Пушкин – язычник и фаталист. Его известное признание, что он склоняется к атеизму, надо понимать не в том смысле, будто в такой-то момент своей жизни он сознательно отрекся от веры в Бога. Нет, он таким родился; он просто древнее единобожия и всякой положительной религии, он как бы сверстник охотникам Месопотамии или пастухам Ирана. В его духе еще только накоплен материал, из которого народы позднее, в долгом развитии, выкуют свои вероучения и культы. Этот материал, накопленный в нем, представляет собою несколько безотчетных и неоспоримых уверенностей, которые логически связаны между собою словно паутинными нитями и образуют своего рода систему.

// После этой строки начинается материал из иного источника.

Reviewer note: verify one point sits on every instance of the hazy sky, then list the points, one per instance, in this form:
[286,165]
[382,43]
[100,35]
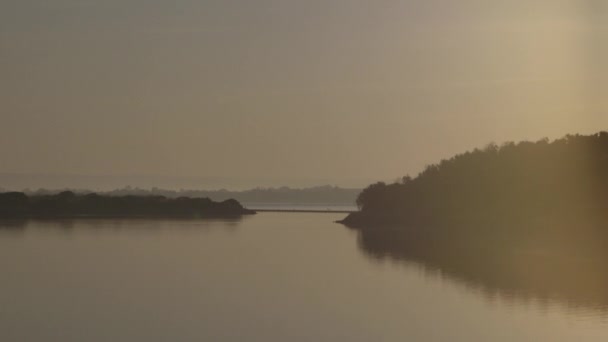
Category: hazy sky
[273,92]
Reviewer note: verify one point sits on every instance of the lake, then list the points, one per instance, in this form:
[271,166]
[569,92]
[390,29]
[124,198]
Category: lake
[268,277]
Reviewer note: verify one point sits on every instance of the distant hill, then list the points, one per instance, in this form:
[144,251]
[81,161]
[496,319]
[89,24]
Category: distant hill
[514,182]
[528,219]
[70,205]
[321,195]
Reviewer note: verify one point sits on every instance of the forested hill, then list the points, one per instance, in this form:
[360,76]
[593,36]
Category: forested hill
[513,182]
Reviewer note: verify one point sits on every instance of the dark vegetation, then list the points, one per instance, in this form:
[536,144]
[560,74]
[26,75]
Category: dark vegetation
[529,218]
[320,195]
[68,205]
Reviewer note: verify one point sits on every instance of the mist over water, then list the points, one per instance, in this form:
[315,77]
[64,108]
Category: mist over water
[270,277]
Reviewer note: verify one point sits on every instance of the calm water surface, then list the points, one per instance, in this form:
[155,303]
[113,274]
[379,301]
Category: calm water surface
[270,277]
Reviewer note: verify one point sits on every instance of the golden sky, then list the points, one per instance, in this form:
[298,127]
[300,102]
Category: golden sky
[286,92]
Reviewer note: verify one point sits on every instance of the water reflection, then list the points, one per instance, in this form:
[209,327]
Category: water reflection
[571,273]
[129,225]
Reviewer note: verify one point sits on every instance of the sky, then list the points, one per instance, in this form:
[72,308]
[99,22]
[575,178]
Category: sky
[246,93]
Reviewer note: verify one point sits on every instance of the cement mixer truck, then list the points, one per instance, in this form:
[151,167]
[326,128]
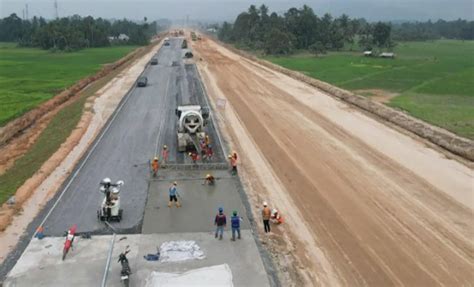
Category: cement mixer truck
[190,126]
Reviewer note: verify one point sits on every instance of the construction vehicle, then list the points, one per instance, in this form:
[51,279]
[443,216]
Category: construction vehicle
[191,122]
[110,207]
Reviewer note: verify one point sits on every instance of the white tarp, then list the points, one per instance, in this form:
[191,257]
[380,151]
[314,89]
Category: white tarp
[171,251]
[218,275]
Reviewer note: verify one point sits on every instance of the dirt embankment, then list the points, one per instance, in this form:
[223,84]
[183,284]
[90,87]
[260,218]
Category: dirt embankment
[364,204]
[453,143]
[36,191]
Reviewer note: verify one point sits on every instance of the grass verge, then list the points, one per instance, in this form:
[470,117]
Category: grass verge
[30,76]
[56,133]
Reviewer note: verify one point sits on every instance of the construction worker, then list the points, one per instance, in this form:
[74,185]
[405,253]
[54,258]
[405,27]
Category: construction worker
[210,180]
[203,147]
[233,164]
[276,217]
[266,215]
[173,192]
[155,165]
[220,221]
[39,232]
[194,156]
[210,152]
[165,154]
[235,224]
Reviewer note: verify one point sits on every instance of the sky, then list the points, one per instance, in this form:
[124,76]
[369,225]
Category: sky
[220,10]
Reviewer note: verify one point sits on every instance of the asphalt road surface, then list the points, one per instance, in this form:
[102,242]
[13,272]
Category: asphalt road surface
[145,122]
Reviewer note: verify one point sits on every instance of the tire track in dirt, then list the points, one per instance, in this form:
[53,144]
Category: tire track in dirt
[378,223]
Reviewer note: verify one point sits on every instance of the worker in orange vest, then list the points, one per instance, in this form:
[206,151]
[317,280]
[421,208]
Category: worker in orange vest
[233,164]
[194,156]
[266,215]
[155,165]
[165,154]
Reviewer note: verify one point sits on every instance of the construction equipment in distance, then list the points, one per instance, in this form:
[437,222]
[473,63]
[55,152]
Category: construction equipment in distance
[191,122]
[110,208]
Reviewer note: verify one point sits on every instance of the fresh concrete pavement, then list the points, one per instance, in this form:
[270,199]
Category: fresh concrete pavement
[41,263]
[142,125]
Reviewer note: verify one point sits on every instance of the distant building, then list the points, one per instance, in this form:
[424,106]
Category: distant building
[123,37]
[387,55]
[119,38]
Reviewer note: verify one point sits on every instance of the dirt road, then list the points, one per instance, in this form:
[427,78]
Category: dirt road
[364,203]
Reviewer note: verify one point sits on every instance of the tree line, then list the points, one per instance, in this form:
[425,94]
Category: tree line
[301,28]
[73,33]
[423,31]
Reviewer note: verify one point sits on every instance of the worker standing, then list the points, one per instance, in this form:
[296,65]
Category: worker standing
[194,157]
[173,192]
[233,164]
[266,215]
[209,180]
[165,154]
[155,165]
[203,147]
[210,152]
[235,224]
[220,221]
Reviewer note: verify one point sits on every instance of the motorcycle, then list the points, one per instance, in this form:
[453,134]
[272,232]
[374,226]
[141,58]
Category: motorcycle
[70,234]
[126,271]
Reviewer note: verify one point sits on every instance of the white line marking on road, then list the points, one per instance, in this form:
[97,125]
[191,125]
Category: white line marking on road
[162,120]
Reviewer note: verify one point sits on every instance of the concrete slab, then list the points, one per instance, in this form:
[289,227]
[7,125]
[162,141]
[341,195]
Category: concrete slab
[199,202]
[146,121]
[41,264]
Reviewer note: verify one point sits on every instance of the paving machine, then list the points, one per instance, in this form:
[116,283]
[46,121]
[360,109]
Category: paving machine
[110,207]
[191,122]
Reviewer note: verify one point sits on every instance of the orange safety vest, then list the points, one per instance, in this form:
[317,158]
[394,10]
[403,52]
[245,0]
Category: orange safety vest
[155,165]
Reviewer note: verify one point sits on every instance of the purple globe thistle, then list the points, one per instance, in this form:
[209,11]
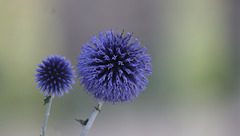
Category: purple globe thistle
[55,76]
[113,67]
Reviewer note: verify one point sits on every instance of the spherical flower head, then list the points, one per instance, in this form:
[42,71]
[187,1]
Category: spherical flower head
[113,67]
[55,76]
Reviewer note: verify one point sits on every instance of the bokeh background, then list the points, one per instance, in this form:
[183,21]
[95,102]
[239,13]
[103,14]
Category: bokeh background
[195,49]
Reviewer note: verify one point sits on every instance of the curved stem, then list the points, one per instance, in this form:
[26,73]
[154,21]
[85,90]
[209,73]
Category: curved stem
[44,127]
[92,118]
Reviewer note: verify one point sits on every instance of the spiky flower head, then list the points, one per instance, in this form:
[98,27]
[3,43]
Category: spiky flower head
[55,76]
[113,67]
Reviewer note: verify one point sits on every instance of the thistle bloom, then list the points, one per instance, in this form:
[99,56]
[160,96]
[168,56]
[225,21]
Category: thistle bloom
[55,76]
[113,67]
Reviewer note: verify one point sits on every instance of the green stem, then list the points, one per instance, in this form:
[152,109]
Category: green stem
[92,118]
[44,127]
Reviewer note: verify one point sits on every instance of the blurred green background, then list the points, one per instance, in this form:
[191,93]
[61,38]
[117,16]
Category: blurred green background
[194,45]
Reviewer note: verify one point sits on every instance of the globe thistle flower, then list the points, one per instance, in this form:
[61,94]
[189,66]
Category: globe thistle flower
[113,67]
[55,76]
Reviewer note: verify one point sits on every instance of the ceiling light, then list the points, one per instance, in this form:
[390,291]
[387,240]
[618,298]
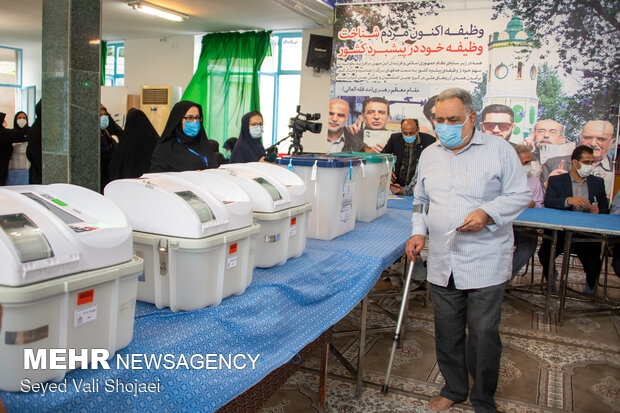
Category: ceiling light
[159,11]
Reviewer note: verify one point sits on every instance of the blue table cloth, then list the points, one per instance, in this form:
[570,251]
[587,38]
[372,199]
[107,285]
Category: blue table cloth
[284,309]
[548,218]
[570,220]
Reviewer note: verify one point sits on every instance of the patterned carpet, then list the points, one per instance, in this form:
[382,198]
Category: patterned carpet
[545,367]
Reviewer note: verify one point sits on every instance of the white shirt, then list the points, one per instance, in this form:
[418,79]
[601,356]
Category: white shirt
[486,174]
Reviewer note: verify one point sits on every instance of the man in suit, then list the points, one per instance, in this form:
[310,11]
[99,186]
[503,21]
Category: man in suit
[407,147]
[339,138]
[598,135]
[498,120]
[577,190]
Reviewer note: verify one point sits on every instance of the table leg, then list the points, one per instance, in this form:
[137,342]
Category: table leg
[551,267]
[359,379]
[403,328]
[564,276]
[323,375]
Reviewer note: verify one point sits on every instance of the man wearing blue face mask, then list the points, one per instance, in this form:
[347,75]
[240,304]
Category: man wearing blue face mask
[470,188]
[407,147]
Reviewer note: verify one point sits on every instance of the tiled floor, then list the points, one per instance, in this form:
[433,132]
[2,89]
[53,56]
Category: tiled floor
[545,367]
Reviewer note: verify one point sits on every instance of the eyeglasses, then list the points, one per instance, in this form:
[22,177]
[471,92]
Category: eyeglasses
[502,126]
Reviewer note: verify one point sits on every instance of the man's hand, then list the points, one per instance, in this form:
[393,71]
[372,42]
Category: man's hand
[414,246]
[378,147]
[529,141]
[559,170]
[475,221]
[356,126]
[579,202]
[397,189]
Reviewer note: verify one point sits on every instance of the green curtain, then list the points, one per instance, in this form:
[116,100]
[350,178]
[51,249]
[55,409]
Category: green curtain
[226,81]
[104,56]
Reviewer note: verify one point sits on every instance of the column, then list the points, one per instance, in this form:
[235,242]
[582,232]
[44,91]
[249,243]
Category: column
[71,91]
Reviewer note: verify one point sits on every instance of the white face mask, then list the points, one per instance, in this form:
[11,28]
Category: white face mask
[584,171]
[256,131]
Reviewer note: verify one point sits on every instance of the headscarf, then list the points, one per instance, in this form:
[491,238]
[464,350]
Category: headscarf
[230,144]
[132,158]
[7,138]
[178,152]
[113,127]
[247,149]
[215,147]
[16,126]
[33,151]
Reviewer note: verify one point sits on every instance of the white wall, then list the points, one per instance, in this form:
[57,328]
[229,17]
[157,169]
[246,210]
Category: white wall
[31,66]
[314,95]
[159,62]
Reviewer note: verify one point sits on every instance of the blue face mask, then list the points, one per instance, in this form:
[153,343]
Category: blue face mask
[256,131]
[191,129]
[449,135]
[104,121]
[409,139]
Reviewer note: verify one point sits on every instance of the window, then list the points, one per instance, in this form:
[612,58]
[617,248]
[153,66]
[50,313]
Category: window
[10,67]
[280,75]
[14,97]
[115,64]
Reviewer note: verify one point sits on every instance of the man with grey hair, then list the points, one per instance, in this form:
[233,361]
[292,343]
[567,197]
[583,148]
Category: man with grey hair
[339,139]
[470,188]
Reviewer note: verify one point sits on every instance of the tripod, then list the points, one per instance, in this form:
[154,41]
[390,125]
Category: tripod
[401,316]
[296,147]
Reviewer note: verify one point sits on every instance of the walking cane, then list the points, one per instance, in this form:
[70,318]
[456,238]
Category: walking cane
[401,316]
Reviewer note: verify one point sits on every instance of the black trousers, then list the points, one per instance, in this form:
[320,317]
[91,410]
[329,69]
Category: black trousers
[589,254]
[477,352]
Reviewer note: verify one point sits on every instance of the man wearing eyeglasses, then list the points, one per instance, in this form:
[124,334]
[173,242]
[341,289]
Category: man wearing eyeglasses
[547,132]
[577,190]
[498,120]
[598,135]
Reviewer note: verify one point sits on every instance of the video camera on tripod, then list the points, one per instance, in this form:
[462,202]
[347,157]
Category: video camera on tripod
[299,124]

Самый общий и основной догмат Пушкина, определяющий все его разумение, есть уверенность, что бытие является в двух видах: как полнота, и как неполнота, ущербность. И он думал, вполне последовательно, что полнота, как внутренно-насыщенная, пребывает в невозмутимом покое, тогда как ущербное непрестанно ищет, рыщет. Ущербное вечно терзаемо голодом, и оттого всегда стремится и движется; оно одно в мире действует.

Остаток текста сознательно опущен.